The Federal Bureau of Prisons (BOP) is facing significant challenges in effectively implementing the First Step Act (FSA), a piece of legislation aimed at reforming federal incarceration practices that was signed into law in December 2018 by President Donald Trump. While the law is designed to provide a pathway for prisoners to earn credits towards reducing their sentences and transitioning into less restrictive environments such as halfway houses or home confinement, the BOP’s current interpretation of the FSA has resulted in longer periods of incarceration. The ongoing difficulties have prompted legal scrutiny, with a particular focus on how the BOP calculates the eligibility for these credits, leading to a situation where many federal prisoners could be adversely affected by the agency’s policies unless broader reforms are adopted.
The complexities surrounding the BOP’s interpretation of the FSA were highlighted by a notable ruling in the Supreme Court case Loper Bright Enterprises v. Raimondo. In this case, the Court determined that government agencies are constrained in how they interpret federal laws, a precedent that could have significant implications for the BOP’s handling of the FSA. This ruling arose from a dispute involving New Jersey fishermen and the burdens forced upon them by federal regulations. The broader ramifications suggest that the BOP’s previous practices regarding the FSA could be revisited and potentially reshaped in light of court rulings that call for stricter adherence to the legislative intent behind the reforms.
Under the FSA, prisoners classified as minimum and low security who have not committed disqualifying offenses can earn up to 365 days off their sentences by engaging in programming while in custody. However, the BOP has established a policy that prevents prisoners from starting to earn these credits until they officially arrive at their designated prison facility. This policy is particularly detrimental for those who, due to a variety of circumstances, may experience lengthy delays between sentencing and the official designation and transportation to their assigned facility. As a result, this interpretation leaves many prisoners, often numbering in the thousands, without the opportunity to earn deserving time reductions, thereby increasing the financial burdens on the BOP and violating the spirit of the FSA.
When evaluating the implications of the BOP’s actions, it becomes clear that there are potential cost savings that could arise from following judicial guidance rather than adhering to outdated policies. Court decisions in cases such as Austen Yufenyuy v. Warden FCI Berlin have challenged the BOP’s practice of withholding FSA credits for the time spent in custody before reaching the designated institution. In Yufenyuy’s case, the court ruled that credits should be awarded during the transit period, which led to his eventual release. However, despite the ruling’s clear implications, the BOP has not implemented systemic changes, choosing instead to handle similar cases in a piecemeal manner.

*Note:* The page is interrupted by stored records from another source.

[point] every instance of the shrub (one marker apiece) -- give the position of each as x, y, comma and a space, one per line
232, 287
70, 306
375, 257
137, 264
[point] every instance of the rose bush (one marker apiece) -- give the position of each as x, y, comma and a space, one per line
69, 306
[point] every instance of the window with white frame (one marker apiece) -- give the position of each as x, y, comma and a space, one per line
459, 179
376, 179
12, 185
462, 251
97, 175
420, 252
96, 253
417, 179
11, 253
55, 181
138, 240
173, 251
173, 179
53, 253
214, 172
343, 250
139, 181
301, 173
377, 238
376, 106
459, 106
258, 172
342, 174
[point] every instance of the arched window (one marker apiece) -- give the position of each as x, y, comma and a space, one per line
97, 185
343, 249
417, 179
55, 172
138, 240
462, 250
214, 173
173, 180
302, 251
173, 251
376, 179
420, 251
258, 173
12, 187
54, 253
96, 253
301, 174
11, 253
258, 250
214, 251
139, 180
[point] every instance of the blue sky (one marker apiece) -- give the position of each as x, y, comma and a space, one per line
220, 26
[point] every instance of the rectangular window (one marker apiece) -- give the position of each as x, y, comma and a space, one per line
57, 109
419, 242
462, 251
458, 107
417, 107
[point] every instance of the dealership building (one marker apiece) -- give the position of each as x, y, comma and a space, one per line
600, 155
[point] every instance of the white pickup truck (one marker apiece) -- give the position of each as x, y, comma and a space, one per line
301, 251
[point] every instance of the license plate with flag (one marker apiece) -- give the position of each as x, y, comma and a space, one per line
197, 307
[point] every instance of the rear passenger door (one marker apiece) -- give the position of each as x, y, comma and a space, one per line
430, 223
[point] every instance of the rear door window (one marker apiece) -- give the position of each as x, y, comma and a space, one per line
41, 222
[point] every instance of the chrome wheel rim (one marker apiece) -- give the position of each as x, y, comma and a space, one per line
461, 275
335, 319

Recently, U.S. District Judge R. Austin Huffaker Jr. made a ruling based on the principles set forth in the Loper decision that granted another prisoner, Sohrab Sharma, FSA credits from the time of his sentencing to his arrival at the BOP facility. Judge Huffaker underscored that the BOP had previously utilized its discretion to award credits outside of the confines of the designated institution framework, and the ongoing denial of those credits contravened the intent of the FSA. His judgment not only reaffirms that prisoners should be compensated for their time in custody but also calls into question the efficacy of the BOP’s operational policies, particularly in light of the Court’s clear guidance on the matter.
Given the context of the ongoing struggles within the BOP, particularly its misalignment with the intent of the FSA, there remains a critical need for policy reform. The current misinterpretation not only leads to unnecessary financial burdens on the prison system but also extends the time that prisoners remain separated from their families. The failure to effectively implement the reforms called for by Congress undermines the advantages meant to be provided through the FSA. As the landscape shifts with changes in administration and regulatory scrutiny, it is essential for the BOP to adapt its practices in accordance with both legislative intent and judicial rulings, ultimately steering towards a system that is not only fiscally responsible but more humane as well. The momentum from court decisions presents a vital opportunity for change, should the BOP elect to heed these critical calls for reform.